Guys, think about becoming a nurse

Father David Epps's picture

Attention, high school seniors! I know that this column is going to sound like an advertisement, but I think if one comes across a good deal that might help a great many people, one should share. Don’t you? So, here’s the pitch:

Coming to the end of your senior year in high school and don’t know what to do next? Well, if you are smart, willing to work hard, looking for job stability, and enjoy helping people, maybe you should consider being a registered nurse.

Currently, there is a tremendous shortage of nurses in the United States. In Georgia, nearly 10 percent of all nursing positions remain unfilled. Moreover, as the baby boomers (people my age and older) come to the end of their working career and retire, the shortage is likely only to get worse.

If a student can get accepted into a nursing program — and that’s not easy to do, with some nursing schools turning away half the applicants — and can pass the boards upon graduation, the new nurse virtually has a job for life wherever she or he goes.

And, if a student is really intelligent and motivated, the nursing instructor positions are increasingly hard to fill as well. A nurse with a Ph.D. in nursing will likely find colleges and universities competing for his or her attention. There just aren’t that many of them out there.

While many nurses and nursing educators disagree with me, (one of those being my dear wife) I still think that one good option is to look at an associate’s degree in nursing program in junior colleges, especially for those who may not find it feasible for whatever reason to jump into a four year BSN program. A student can go full-time for two years, take an associate’s degree and, upon passing the boards, go immediately to work.

Now, most ASN nurses will be limited as to how far up the professional ladder they can go, which brings me to those “RN to BSN” programs in four year colleges. Once someone has earned the “registered nurse” designation, that person can enroll in one of the many programs that allow nurses to finish their bachelor’s degrees while they continue to work as nurses. The advantage? There’s not as much pressure (because they have already passed the boards) and they can earn a living while going to school full or part time.

Most nurses who went the four-year route will contend that a better, more well-rounded, nurse is produced in the four year programs. There is also an argument to be made that BSN graduates may be better prepared to take the boards than ASN graduates. And, in most cases, A BSN is more likely to be advanced to a higher position in a hospital than will a nurse who holds an ASN.
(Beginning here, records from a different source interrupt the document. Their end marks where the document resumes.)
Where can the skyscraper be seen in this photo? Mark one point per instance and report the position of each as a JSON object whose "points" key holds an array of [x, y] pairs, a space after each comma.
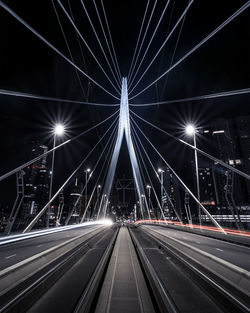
{"points": [[36, 186]]}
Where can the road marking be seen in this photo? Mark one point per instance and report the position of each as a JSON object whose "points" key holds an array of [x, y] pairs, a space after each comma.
{"points": [[10, 256], [219, 249]]}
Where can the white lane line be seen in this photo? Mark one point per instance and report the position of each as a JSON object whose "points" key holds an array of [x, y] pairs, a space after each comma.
{"points": [[10, 256]]}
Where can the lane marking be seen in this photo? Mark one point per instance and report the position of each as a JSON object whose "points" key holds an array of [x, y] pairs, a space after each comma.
{"points": [[219, 249], [10, 256]]}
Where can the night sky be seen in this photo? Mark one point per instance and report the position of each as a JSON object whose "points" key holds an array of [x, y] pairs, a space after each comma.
{"points": [[28, 65]]}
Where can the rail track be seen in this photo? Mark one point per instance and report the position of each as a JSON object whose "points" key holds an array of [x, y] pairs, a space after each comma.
{"points": [[125, 269]]}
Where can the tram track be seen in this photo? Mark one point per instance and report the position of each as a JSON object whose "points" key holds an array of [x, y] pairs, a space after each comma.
{"points": [[127, 269]]}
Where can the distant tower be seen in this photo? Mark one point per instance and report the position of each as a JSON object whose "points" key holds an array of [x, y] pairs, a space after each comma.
{"points": [[36, 186]]}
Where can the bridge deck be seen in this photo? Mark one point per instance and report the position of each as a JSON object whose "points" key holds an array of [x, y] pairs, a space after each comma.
{"points": [[124, 288]]}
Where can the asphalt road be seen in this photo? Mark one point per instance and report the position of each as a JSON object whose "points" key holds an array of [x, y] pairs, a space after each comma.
{"points": [[232, 253], [13, 253]]}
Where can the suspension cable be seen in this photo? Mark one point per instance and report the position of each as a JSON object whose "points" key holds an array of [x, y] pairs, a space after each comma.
{"points": [[39, 97], [143, 39], [165, 85], [201, 43], [68, 47], [145, 152], [115, 64], [18, 18], [87, 46], [149, 44], [231, 168], [99, 42], [164, 43], [36, 218], [203, 97], [110, 37], [144, 165], [138, 39], [17, 169], [91, 174], [181, 181], [112, 147], [109, 149]]}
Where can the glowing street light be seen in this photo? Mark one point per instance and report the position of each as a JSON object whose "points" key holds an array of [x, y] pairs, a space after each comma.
{"points": [[191, 131], [58, 131], [86, 185], [161, 171], [149, 193]]}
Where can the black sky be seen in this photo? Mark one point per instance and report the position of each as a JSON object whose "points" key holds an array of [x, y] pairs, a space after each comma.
{"points": [[28, 65]]}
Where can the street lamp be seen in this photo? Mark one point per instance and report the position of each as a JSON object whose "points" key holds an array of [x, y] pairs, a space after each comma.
{"points": [[161, 171], [86, 185], [58, 131], [191, 131], [149, 193]]}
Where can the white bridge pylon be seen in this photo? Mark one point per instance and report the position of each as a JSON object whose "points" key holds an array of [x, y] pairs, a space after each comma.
{"points": [[124, 129]]}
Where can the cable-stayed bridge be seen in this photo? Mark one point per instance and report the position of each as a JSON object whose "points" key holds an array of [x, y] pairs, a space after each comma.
{"points": [[155, 261]]}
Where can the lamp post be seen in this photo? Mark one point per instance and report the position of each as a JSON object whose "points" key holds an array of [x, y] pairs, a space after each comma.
{"points": [[58, 131], [149, 194], [86, 183], [191, 131], [161, 171]]}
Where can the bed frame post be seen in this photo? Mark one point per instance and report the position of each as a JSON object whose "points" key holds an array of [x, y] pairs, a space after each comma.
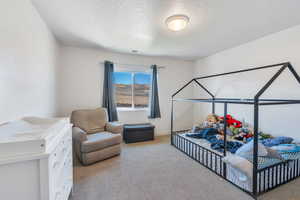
{"points": [[225, 138], [255, 148], [172, 108], [213, 106]]}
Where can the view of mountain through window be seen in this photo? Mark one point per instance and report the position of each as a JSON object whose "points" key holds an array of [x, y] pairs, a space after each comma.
{"points": [[132, 89]]}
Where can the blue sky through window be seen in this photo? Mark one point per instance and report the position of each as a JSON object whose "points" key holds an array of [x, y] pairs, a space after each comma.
{"points": [[125, 78]]}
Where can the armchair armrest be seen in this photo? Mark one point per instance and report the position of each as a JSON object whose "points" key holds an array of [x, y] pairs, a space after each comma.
{"points": [[114, 127], [79, 135]]}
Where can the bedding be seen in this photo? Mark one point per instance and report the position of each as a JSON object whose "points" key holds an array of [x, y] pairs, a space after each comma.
{"points": [[239, 172], [270, 142], [213, 137]]}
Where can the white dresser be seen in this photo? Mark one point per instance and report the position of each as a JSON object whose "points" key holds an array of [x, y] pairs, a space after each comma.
{"points": [[36, 159]]}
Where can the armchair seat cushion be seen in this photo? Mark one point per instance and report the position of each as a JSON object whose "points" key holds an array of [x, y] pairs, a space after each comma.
{"points": [[100, 141]]}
Whatever the degree, the pay a nurse can earn is pretty good. In Atlanta, the current median expected pay for a staff nurse is $58,455. The professional journal, “Nursing2004,” reported that about 25 percent of nurses made in excess of $65,000. Those RNs who are willing to travel can make $75,000 a year working for an agency. Nurse practitioners, who must have a specialized master’s degree, can, in Atlanta, often expect to make in excess of $81,000.

Interestingly, those who have a heart for academia will not see much in the way of extra money for their efforts in obtaining a Master of Science in Nursing (MSN) degree and a Ph.D. The median salary for associate professors of nursing in colleges and universities nationwide was only $59,911, less than a $1,500 annual increase over what ASN and BSN nurses earn while working in Atlanta hospitals.

Still, there are those who are willing to make less financially in order to teach what they love and to train and influence new generations of nursing students.

Teachers, by way of comparison, have an average salary of just over $46,000 while chaplains of home care (a position that requires seven years of higher education) earn just $40,000. Social Workers, with a BSW, have a median salary of $40,800, while police officer recruits in New York City start out at a mere $25,100.

Nursing, of course, has its downside like all jobs and careers do. There is a fair amount of stress, hospital politics, shift work, and occasional long hours. But for those who are so inclined, these seem to be good days to become a nurse. And, one should note, an ever-increasing number of males are entering the profession.

But be warned: a college nursing program is rigorous and time-demanding. Many are the students with high GPAs who thought they could “coast” through a nursing program, only to flunk out because they didn’t give their best effort. Those who are looking for an easy course of study best look elsewhere.

But for the bright men and women who are accepted, work hard, and make the grade, the rewards, both personal and financial, are gratifying. I should know: I married a nurse.